(Bloomberg) -- Poland’s antitrust watchdog said Russia’s Gazprom PJSC and five companies financing the Nord Stream 2 natural gas pipeline haven’t done enough to make the project comply with Polish law.
Poland opposes the expansion of the major gas link directly from Russia to Germany, Europe’s biggest market for the fuel, arguing it would deepen Europe’s dependence on Russian energy and risk isolating transit nations such as Ukraine. Gazprom in 2016 ended a shareholder agreement with Royal Dutch Shell Plc, BASF SE’s Wintershall unit, Uniper SE, OMV AG and Engie SA after the Polish regulator blocked the creation of a joint venture, citing concerns it would hamper competition on the nation’s gas market.
The European companies instead offered loans to the project, a change that “could be an obvious attempt to circumvent the lack of consent to establish a company financing the construction of the gas pipeline,” the regulator said.

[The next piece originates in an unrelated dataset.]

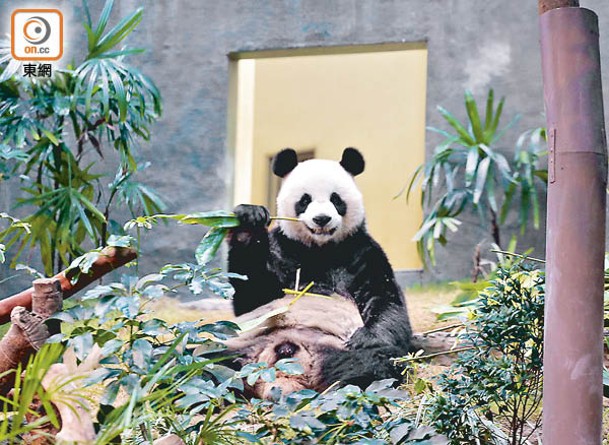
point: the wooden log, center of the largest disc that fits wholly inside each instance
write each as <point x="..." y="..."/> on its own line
<point x="546" y="5"/>
<point x="111" y="258"/>
<point x="28" y="331"/>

“Our aim is not to block the project but to make sure the law is being obeyed, but at the same time the project could be delayed,” Marek Niechchal, the head of the regulator, said in Warsaw. “For us the procedure is a precedent as someone is trying to bypass the previous decision just by repainting it.”
The regulator has said Nord Stream 2, which would double the existing pipeline’s capacity to almost 30 percent of European Union demand when it starts at the end of next year, could hamper competition on the Polish market and strengthen Gazprom’s negotiation position with local fuel buyers. Russia is the country’s biggest source of gas.
The watchdog said it charged the companies at the end of April after obtaining documents from the financing group during a preliminary probe that lasted about a year. They have 21 days to respond. The regulator then needs to review the answers and may decide whether to impose penalties.
If the companies withdraw from financing and Gazprom continues the project alone, the Polish regulator won’t be able to protest, Niechcial said.
“Gazprom is working fully in line with legislation and regulators’ decisions,” the Russian exporter’s spokesman Sergei Kupriyanov said without elaborating on the case.
Engie and Uniper declined to comment, OMV wasn’t immediately able to comment while Shell and Wintershall said they were assessing the letter.
Poland’s government has been separately protesting about the construction of the pipeline in the European Union, saying that it could allow Gazprom to bypass transit routes via Ukraine.
Gazprom Deputy Chief Executive Officer Alexander Medvedev said last month it’s too early to comment on gas transit volumes after its contract with Ukraine expires in 2019. Ukraine said it needs at least 40 billion cubic meters a year to cover network management costs.